In my recent article for ABA’s Law Practice Today, I spoke about blogs as a tool of marketing, not an end unto itself.

Joel Shoenmeyer takes issue with me, suggesting that I said others should write your blog … and that, if that is the case, “… prospective clients aren’t learning anything about your legal knowledge or your personality. And if you use a ghostblogger and don’t disclose this fact to your blog’s visitors, then you are also a liar.”

To set the record straight, what I said was: “The logical way to control the expense (of blogging) is hire someone to manage your blog. The expense is far less than the time spent updating (no matter how easy with TypePad or other blogging tools), which will take you away from other marketing activities or even from your practice.
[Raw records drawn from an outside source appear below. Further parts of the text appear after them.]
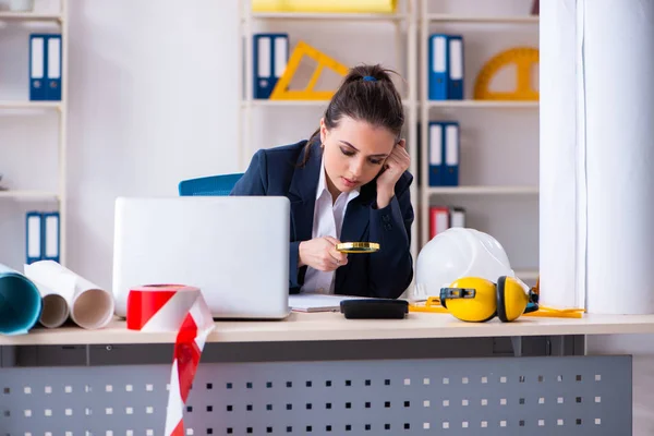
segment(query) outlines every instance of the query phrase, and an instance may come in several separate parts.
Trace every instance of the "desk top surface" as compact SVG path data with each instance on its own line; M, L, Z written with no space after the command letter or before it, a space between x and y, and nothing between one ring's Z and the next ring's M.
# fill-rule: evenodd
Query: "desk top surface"
M523 316L513 323L463 323L449 314L410 313L405 319L346 319L340 313L291 313L283 320L220 320L208 342L298 342L559 335L654 334L654 315L584 315L583 318ZM0 346L173 343L175 332L128 330L113 320L99 330L35 328L0 336Z

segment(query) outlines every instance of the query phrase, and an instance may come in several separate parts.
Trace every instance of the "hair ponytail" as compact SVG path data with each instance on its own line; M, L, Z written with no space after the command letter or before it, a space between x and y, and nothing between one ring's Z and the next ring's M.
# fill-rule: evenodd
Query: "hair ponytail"
M324 113L327 129L336 128L341 118L349 117L376 128L385 128L399 140L404 125L404 107L390 73L397 74L379 64L352 68L327 105ZM305 146L303 165L308 159L311 144L319 134L318 128L311 135Z

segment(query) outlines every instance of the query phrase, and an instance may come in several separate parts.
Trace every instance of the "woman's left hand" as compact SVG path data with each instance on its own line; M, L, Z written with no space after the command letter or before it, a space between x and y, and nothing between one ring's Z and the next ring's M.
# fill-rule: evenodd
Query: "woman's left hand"
M384 172L377 178L377 207L384 208L395 195L395 185L400 177L409 169L411 157L407 153L407 142L401 140L384 164Z

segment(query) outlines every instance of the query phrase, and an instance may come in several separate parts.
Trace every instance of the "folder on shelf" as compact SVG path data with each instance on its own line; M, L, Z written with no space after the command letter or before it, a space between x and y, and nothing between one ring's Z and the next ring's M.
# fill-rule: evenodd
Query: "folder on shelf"
M47 38L47 82L46 99L61 100L61 35L50 35Z
M447 206L429 206L429 240L450 227L450 210Z
M253 35L253 97L270 97L289 61L288 34Z
M443 122L444 133L444 171L443 171L443 185L445 186L458 186L459 185L459 155L460 155L460 140L459 140L459 123L457 121Z
M28 211L25 217L26 263L43 258L43 217L38 211Z
M59 213L43 214L43 258L59 263Z
M448 62L447 35L429 36L428 95L429 100L447 100Z
M438 121L429 122L429 186L443 185L444 175L444 125Z
M463 99L463 37L450 35L448 38L447 98Z
M465 209L453 206L450 208L450 227L465 227Z
M429 36L429 100L463 99L463 37L433 34Z
M46 36L29 35L29 99L46 99Z
M29 35L29 99L61 100L61 34Z

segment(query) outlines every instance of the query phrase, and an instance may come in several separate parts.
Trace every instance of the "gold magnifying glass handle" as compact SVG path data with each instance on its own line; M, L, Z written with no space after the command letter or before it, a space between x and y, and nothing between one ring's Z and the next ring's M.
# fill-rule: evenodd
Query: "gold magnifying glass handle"
M374 253L379 251L376 242L342 242L336 244L336 250L341 253Z

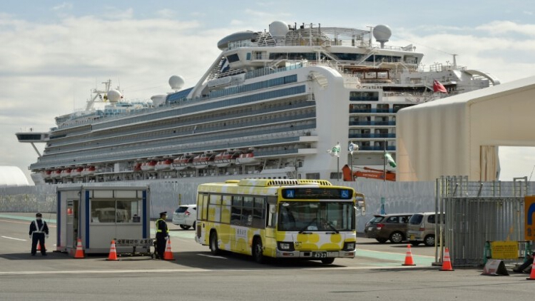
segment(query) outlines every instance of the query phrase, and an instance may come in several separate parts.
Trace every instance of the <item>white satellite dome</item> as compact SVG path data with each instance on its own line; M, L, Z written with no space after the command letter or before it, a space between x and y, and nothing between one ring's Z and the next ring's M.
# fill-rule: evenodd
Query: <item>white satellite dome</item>
M184 78L180 76L173 76L169 78L169 86L173 90L180 90L184 86Z
M123 97L123 95L117 90L110 90L108 91L108 100L110 101L111 103L116 103L117 101L119 101L119 99L121 99Z
M275 21L270 24L271 36L286 36L288 30L288 24L282 21Z
M387 25L377 25L373 29L373 36L381 44L381 48L383 48L384 43L392 36L392 30Z

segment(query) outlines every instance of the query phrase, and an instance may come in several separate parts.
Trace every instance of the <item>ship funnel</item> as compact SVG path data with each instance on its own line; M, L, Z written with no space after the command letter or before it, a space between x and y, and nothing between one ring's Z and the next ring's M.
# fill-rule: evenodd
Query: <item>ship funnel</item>
M381 48L384 48L384 43L392 36L392 30L387 25L377 25L373 29L373 36L381 44Z

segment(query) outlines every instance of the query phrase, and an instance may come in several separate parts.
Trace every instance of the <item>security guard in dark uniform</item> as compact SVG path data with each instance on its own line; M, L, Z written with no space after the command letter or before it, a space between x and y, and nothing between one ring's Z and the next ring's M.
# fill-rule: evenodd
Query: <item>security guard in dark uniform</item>
M46 222L42 220L43 215L37 213L35 215L35 220L30 223L30 239L31 240L31 255L35 256L37 252L37 243L41 247L41 254L46 256L46 250L44 248L44 238L49 238L49 226Z
M169 228L165 223L167 211L160 213L160 218L156 220L156 254L158 258L163 259L165 244L169 239Z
Delegation is a principle by which I live. I want to do those things that only I can do, like coaching, consulting and marketing for more work.”

I further said that “(b)logging may be worthwhile once you know how, but it is certainly not “easy” in the sense that it takes commitment to be consistent and meaningful in the posting. I suspect it’s a commitment worth making for many lawyers, but a commitment nevertheless, as are all marketing efforts. If you can’t do it yourself and do it right, then have it done for you.”
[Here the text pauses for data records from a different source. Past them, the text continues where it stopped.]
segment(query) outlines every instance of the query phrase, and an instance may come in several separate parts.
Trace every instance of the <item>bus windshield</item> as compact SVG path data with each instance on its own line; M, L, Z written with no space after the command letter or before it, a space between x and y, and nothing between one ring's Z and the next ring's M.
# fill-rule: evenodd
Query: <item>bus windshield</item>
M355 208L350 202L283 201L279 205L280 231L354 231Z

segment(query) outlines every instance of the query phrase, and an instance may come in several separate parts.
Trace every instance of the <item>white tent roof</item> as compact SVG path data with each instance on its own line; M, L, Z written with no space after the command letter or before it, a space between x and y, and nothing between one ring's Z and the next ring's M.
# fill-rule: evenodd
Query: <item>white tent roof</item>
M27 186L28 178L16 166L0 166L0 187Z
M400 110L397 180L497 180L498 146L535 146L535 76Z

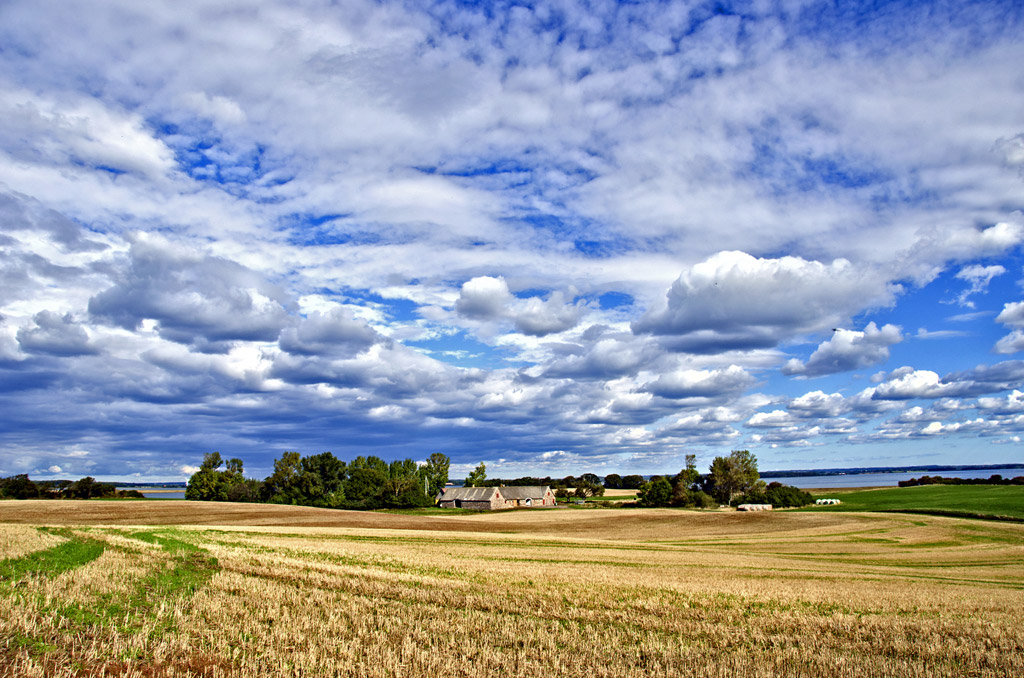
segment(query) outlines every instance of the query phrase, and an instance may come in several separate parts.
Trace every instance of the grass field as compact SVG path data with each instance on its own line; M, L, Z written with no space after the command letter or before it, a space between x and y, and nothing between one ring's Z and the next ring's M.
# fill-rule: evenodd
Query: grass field
M1024 675L1024 524L193 502L0 523L0 676Z
M909 511L958 516L1002 516L1024 520L1022 485L919 485L843 494L814 491L814 495L835 495L843 503L836 506L815 506L806 510Z

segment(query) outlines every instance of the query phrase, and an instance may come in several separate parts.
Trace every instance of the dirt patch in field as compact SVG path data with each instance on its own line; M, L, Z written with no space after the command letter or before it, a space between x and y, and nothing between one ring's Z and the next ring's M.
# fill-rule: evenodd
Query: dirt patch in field
M665 509L518 510L476 515L402 515L306 506L221 502L0 502L0 522L36 525L253 525L511 533L612 540L714 539L849 526L878 517L829 513L735 513ZM892 518L888 518L892 519Z

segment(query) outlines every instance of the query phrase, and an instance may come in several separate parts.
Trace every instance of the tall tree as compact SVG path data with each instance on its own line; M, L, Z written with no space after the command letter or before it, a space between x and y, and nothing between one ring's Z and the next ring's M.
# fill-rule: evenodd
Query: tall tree
M480 488L483 485L483 481L487 479L487 467L484 466L483 462L480 462L476 468L469 472L466 476L466 486L467 488Z
M716 457L711 464L710 480L718 499L732 503L733 497L757 484L758 459L746 450L733 450L728 457Z
M637 499L641 506L668 506L672 503L672 483L658 476L640 488Z
M700 473L697 471L696 455L686 455L686 468L676 474L676 477L673 478L673 480L676 484L682 484L685 490L696 489L697 482L700 481Z
M423 467L423 474L427 478L427 494L436 497L437 493L447 484L447 472L452 462L447 455L435 452L427 457L427 463Z
M232 459L232 462L238 461ZM185 499L201 502L226 502L227 484L223 482L220 467L224 460L219 452L208 452L203 455L203 463L199 470L188 478L185 488ZM241 468L241 461L239 461Z

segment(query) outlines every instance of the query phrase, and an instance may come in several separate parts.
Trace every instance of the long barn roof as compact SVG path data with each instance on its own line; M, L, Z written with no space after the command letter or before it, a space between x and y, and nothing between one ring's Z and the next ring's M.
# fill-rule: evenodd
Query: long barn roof
M502 488L502 497L505 499L544 499L547 494L547 485L523 485L520 488Z
M444 488L441 501L460 499L469 502L486 502L490 501L496 492L498 492L498 488ZM504 496L504 493L502 495Z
And, most importantly, I concluded this thought by saying that “… delegating the work doesn’t mean abdicating the responsibility.”

Joel suggests, no states, that it is wrong to have help with your blog. Said directly, I respectfully disagree.

If we had to do everything ourselves, we all would be sole practitioners. When a rainmaker brings new business into the firm, the work is often done by other lawyers. When lawyers write briefs, frequently those briefs are edited by other lawyers, by secretaries and others. When clients pay bills, accounting folks make the deposits. When a lawyer or law firm creates a marketing brochure, it is often a professional marketing person or copy writer who develops it — not the lawyer, but for the approval of the principal lawyer.

Nothing is wrong with getting help — delegating. After everything is said and done, however, the principal (lawyer/owner) is responsible for the work the public sees!

Thank you, Joel, for your thoughts. This puts the issues of growth, marketing, and delegation clearly on the table. We see the benefits and the process from different perspectives.